Options are hundred-size portions of the Series 7 exam. They come in various combinations and configurations in Series 7. These include single options, spreads (buying and selling one type), straddles (using calls and puts), and position positions. stocks with options
This article focuses on stocks with put options together and how to quickly calculate profit, loss, and break-even points for the series 7 exam. You’ll see ACE Options if you look with common sense. Not with memorization charts.
The thing to remember is that whenever you see options with a stock position, whether that stock position is long or short, the option is used for only 1 of 2 things. Protection or Rent. It is never the main focus of the strategy. So when you are analyzing the strategy and trying to see where the maximum profits and maximum losses could come from, think about where your money is tied up.

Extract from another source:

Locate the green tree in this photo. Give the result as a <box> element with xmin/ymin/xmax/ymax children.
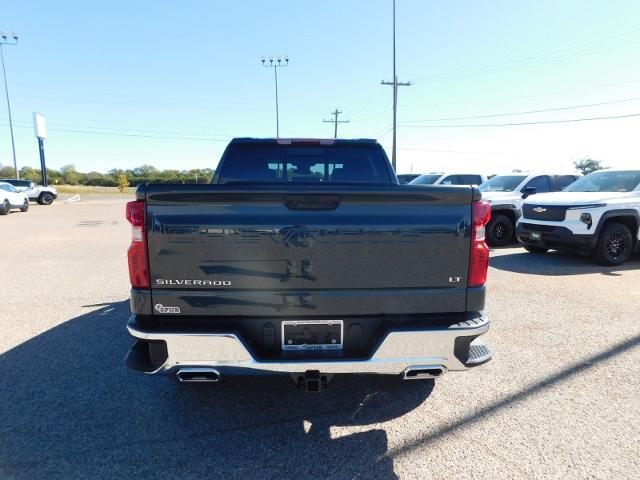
<box><xmin>573</xmin><ymin>157</ymin><xmax>606</xmax><ymax>175</ymax></box>
<box><xmin>60</xmin><ymin>165</ymin><xmax>80</xmax><ymax>185</ymax></box>
<box><xmin>118</xmin><ymin>173</ymin><xmax>129</xmax><ymax>192</ymax></box>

If you owned 100 shares of TRW Stock at $86, you have $8,600 invested. Now, if on the Series 7 exam you see a position like this and a call option for 1 TRW 80 Put for $300, it’s important to see what’s going on. When you have stocks, you want them to go up. A put option is the right to sell the stock at the exercise price (80). If the put option was bought on its own, without a long stock position in the same stock, then you want the stock to go down. Your maximum profit is based on declining stocks. HOWEVER, if you own a long stock position, the put option is your only protection.
In the example:
Buy 100 TRW Shares at $86 and Buy 1 TRW 80 Put for $300
FOCUS ON THE ACTION when you look at profit, loss and breakeven.

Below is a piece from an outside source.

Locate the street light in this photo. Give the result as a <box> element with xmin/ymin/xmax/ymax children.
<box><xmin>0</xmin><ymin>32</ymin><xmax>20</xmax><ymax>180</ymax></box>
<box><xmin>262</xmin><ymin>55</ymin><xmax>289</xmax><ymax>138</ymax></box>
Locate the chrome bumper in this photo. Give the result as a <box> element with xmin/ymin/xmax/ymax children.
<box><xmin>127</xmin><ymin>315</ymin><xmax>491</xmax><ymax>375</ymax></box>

The put option does not get in the way of your trading profit. Focusing on stocks means that you always want the stocks you have bought to go up. The option, either call or put, is there for income or protection. In this case the Put was bought, so obviously this is not for rent. It is for the protection of the drop in shares.
For this reason, the maximum profit is always unlimited when you own shares and own a put option. A premium was paid, so it will be deducted from the profit, but the profit is still UNLIMITED. The stock could go up to $100, $200…

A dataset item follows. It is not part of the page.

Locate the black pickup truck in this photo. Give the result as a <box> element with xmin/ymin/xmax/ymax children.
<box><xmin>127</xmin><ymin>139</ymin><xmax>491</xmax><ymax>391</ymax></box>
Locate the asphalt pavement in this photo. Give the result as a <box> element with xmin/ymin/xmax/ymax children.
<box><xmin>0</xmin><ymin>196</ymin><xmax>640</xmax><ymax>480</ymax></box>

Maximum Loss: The put option is there to protect the stock, that’s IT. In the best case, the stock soars and the put expires, but without the put, the stock could drop to 0. The put allows the stock to be sold at 80, regardless of how low it is the actions. It works like a stop-loss order. It’s just that the option is not automatically “triggered” like a stop order. The Investor must exercise the option and the put option as a cost. In this case $300. So the maximum loss for this stock and short position is the difference in point loss on the stock at 86 and the guaranteed sale price of 80, which is $600 plus the $300 premium paid. Answer: $900.
The breakeven point with stocks and options is VERY simple for the Series 7 exam. It’s the total cost spent. Stock market position and premium paid or received. The cost of shares was 86 – the premium was 3, therefore THE EQUILIBRIUM IS 89. You start making money at 90. Watch out for that trick question. The breakeven point and the profit point ARE NOT THE SAME.
Look for more articles on understanding Series 7 trading strategy or just for your own insight. Also search the web for our Series 7 Class Blog for more tips.